15. decembar 2022 18:06

Increase of food and energy prices accounts for 70 pct of November inflation

Autor: Tanjug

Izvor: TANJUG

podeli vest

Increase of food and energy prices accounts for 70 pct of November inflation

Foto: Shutterstock.com/ToskanaINC, ilustracija

BELGRADE - November Serbian inflation measured 15.1 pct y-o-y, consistent with National Bank of Serbia (NBS) expectations and close to the October outcome, the central bank has said, noting that around 70 pct of headline inflation remained attributable to food and energy prices. 

"At monthly level, consumer prices edged up by 1.0 in November, slowing considerably from October. The monthly inflation profile continued to be determined by the rising prices of processed food, energy and prices within core inflation," it said in a statement. 

"The monthly growth in food prices amounted to 1.2 pct in November and was driven by the prices of processed food (2.4 pct), while those of unprocessed food worked in the opposite direction having fallen by 1.0 pct.

Relative to November 2021, food prices were higher by 22.5 pct.
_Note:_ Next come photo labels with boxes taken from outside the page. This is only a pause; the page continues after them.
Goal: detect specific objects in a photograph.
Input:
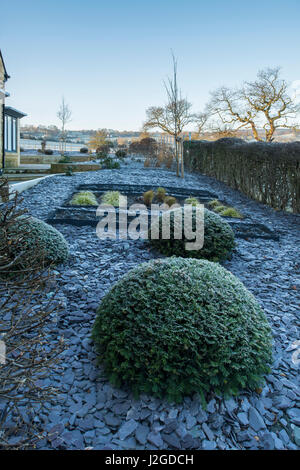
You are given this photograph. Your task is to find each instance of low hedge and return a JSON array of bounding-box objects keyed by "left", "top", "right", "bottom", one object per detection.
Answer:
[
  {"left": 92, "top": 258, "right": 271, "bottom": 401},
  {"left": 149, "top": 207, "right": 234, "bottom": 261},
  {"left": 184, "top": 138, "right": 300, "bottom": 213}
]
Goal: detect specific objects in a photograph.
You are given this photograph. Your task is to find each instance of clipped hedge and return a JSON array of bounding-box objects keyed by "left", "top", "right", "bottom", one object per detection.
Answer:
[
  {"left": 184, "top": 138, "right": 300, "bottom": 213},
  {"left": 92, "top": 258, "right": 271, "bottom": 401},
  {"left": 10, "top": 216, "right": 69, "bottom": 264},
  {"left": 149, "top": 207, "right": 234, "bottom": 261}
]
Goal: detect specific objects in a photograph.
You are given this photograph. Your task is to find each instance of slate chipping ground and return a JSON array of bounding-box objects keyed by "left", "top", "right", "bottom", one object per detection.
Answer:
[{"left": 12, "top": 163, "right": 300, "bottom": 450}]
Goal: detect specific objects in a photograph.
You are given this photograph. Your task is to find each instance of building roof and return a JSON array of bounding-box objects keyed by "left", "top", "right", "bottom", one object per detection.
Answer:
[
  {"left": 4, "top": 106, "right": 27, "bottom": 119},
  {"left": 0, "top": 49, "right": 10, "bottom": 82}
]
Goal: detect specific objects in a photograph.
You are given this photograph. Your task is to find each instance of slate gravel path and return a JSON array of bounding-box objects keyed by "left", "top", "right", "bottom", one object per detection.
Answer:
[{"left": 13, "top": 163, "right": 300, "bottom": 450}]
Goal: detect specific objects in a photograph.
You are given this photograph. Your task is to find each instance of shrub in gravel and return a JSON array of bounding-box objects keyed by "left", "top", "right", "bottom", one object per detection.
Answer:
[
  {"left": 143, "top": 189, "right": 155, "bottom": 206},
  {"left": 164, "top": 196, "right": 177, "bottom": 207},
  {"left": 155, "top": 188, "right": 166, "bottom": 202},
  {"left": 149, "top": 207, "right": 234, "bottom": 261},
  {"left": 101, "top": 191, "right": 124, "bottom": 207},
  {"left": 219, "top": 207, "right": 243, "bottom": 219},
  {"left": 10, "top": 216, "right": 69, "bottom": 264},
  {"left": 70, "top": 191, "right": 98, "bottom": 206},
  {"left": 184, "top": 197, "right": 200, "bottom": 206},
  {"left": 92, "top": 258, "right": 271, "bottom": 401}
]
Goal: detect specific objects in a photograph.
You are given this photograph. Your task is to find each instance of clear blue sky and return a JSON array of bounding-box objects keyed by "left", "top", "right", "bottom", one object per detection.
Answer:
[{"left": 0, "top": 0, "right": 300, "bottom": 130}]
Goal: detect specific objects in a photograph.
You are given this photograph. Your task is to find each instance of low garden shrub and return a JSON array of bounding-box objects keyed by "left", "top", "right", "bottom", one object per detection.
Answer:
[
  {"left": 5, "top": 216, "right": 69, "bottom": 264},
  {"left": 155, "top": 188, "right": 166, "bottom": 202},
  {"left": 102, "top": 155, "right": 121, "bottom": 170},
  {"left": 70, "top": 191, "right": 98, "bottom": 206},
  {"left": 92, "top": 258, "right": 271, "bottom": 401},
  {"left": 184, "top": 197, "right": 200, "bottom": 206},
  {"left": 101, "top": 191, "right": 124, "bottom": 207},
  {"left": 149, "top": 207, "right": 234, "bottom": 261},
  {"left": 220, "top": 207, "right": 243, "bottom": 219},
  {"left": 143, "top": 189, "right": 155, "bottom": 206}
]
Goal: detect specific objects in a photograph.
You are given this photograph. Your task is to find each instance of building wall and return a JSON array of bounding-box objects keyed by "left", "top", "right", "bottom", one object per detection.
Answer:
[{"left": 5, "top": 119, "right": 20, "bottom": 168}]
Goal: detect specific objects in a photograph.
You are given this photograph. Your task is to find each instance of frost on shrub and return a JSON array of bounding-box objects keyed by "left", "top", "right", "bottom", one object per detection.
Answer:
[
  {"left": 149, "top": 206, "right": 234, "bottom": 261},
  {"left": 92, "top": 258, "right": 271, "bottom": 401},
  {"left": 5, "top": 216, "right": 69, "bottom": 264}
]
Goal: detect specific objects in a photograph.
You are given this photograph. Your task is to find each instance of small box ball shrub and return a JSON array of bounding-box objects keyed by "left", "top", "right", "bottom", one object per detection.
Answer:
[
  {"left": 155, "top": 188, "right": 166, "bottom": 202},
  {"left": 70, "top": 191, "right": 98, "bottom": 206},
  {"left": 92, "top": 258, "right": 271, "bottom": 401},
  {"left": 184, "top": 197, "right": 200, "bottom": 206},
  {"left": 143, "top": 189, "right": 155, "bottom": 206},
  {"left": 149, "top": 207, "right": 234, "bottom": 261},
  {"left": 164, "top": 196, "right": 177, "bottom": 207},
  {"left": 10, "top": 216, "right": 69, "bottom": 264},
  {"left": 101, "top": 191, "right": 125, "bottom": 207}
]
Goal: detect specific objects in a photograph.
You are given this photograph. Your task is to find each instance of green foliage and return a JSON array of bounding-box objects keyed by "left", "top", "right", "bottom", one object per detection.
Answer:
[
  {"left": 116, "top": 150, "right": 127, "bottom": 158},
  {"left": 101, "top": 191, "right": 124, "bottom": 207},
  {"left": 220, "top": 207, "right": 243, "bottom": 219},
  {"left": 164, "top": 196, "right": 177, "bottom": 207},
  {"left": 65, "top": 166, "right": 74, "bottom": 176},
  {"left": 155, "top": 188, "right": 166, "bottom": 202},
  {"left": 214, "top": 205, "right": 227, "bottom": 214},
  {"left": 92, "top": 258, "right": 271, "bottom": 401},
  {"left": 208, "top": 199, "right": 222, "bottom": 209},
  {"left": 149, "top": 207, "right": 234, "bottom": 261},
  {"left": 70, "top": 191, "right": 98, "bottom": 206},
  {"left": 143, "top": 189, "right": 155, "bottom": 206},
  {"left": 102, "top": 155, "right": 121, "bottom": 170},
  {"left": 183, "top": 138, "right": 300, "bottom": 213},
  {"left": 184, "top": 197, "right": 200, "bottom": 206},
  {"left": 10, "top": 216, "right": 69, "bottom": 264}
]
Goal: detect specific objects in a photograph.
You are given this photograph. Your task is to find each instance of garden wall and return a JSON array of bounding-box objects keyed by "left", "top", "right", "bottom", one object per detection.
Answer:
[{"left": 184, "top": 138, "right": 300, "bottom": 213}]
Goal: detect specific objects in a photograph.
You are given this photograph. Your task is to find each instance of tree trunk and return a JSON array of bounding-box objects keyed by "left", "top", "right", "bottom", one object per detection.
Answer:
[
  {"left": 175, "top": 137, "right": 179, "bottom": 178},
  {"left": 180, "top": 142, "right": 184, "bottom": 178}
]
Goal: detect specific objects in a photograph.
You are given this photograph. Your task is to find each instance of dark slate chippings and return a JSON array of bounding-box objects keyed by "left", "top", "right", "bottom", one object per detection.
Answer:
[{"left": 9, "top": 163, "right": 300, "bottom": 450}]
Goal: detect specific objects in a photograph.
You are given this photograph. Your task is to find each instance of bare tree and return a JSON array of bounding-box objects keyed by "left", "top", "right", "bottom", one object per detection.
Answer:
[
  {"left": 207, "top": 67, "right": 300, "bottom": 142},
  {"left": 144, "top": 54, "right": 195, "bottom": 178},
  {"left": 57, "top": 97, "right": 72, "bottom": 153}
]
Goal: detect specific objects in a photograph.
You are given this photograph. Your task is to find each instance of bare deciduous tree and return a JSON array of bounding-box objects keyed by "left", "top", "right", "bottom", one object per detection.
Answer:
[
  {"left": 207, "top": 67, "right": 300, "bottom": 142},
  {"left": 57, "top": 97, "right": 72, "bottom": 153},
  {"left": 144, "top": 54, "right": 195, "bottom": 178}
]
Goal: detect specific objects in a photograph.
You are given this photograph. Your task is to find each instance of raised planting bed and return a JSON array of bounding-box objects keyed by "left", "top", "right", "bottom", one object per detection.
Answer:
[
  {"left": 50, "top": 162, "right": 101, "bottom": 173},
  {"left": 47, "top": 184, "right": 279, "bottom": 240}
]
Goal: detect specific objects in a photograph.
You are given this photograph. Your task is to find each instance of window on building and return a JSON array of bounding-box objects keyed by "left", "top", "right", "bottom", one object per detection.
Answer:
[{"left": 4, "top": 115, "right": 17, "bottom": 152}]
The robust y-o-y growth in food prices stems largely from supply-side factors, on which monetary policy measures have a limited effect – notably high global food prices, rising prices of food production inputs and transport, and negative effects of the drought, both at home and in most of Europe.

Energy prices also picked up in November - by 1.2 pct m-o-m, receiving almost equal impetus from the prices of petroleum products (1.5 pct) and solid fuel (2.8 pct).

Core inflation (CPI excluding food, energy, alcohol and cigarettes) stayed much lower than headline inflation and amounted to 9.7 pct in November, supported to a significant degree by the preserved relative stability of the exchange rate in an extremely volatile global environment.

Core inflation growth slowed down from the previous months, possibly indicating a gradual easing of cost-push pressures, which might be explained also by the slower euro area inflation and slackening producer price growth at home and abroad," the NBS also said.

"Under the current medium-term projection, headline inflation will remain elevated until the end of this and early next year, only to strike a downward path thereafter, declining more vigorously in H2 2023 and returning to within the target tolerance band by the end of the projection horizon.

Inflationary pressures will abate owing to past monetary tightening, the anticipated waning of the effects of global factors that led the energy and food price growth in the prior period, and lower external demand amid a clouded global growth outlook," it said.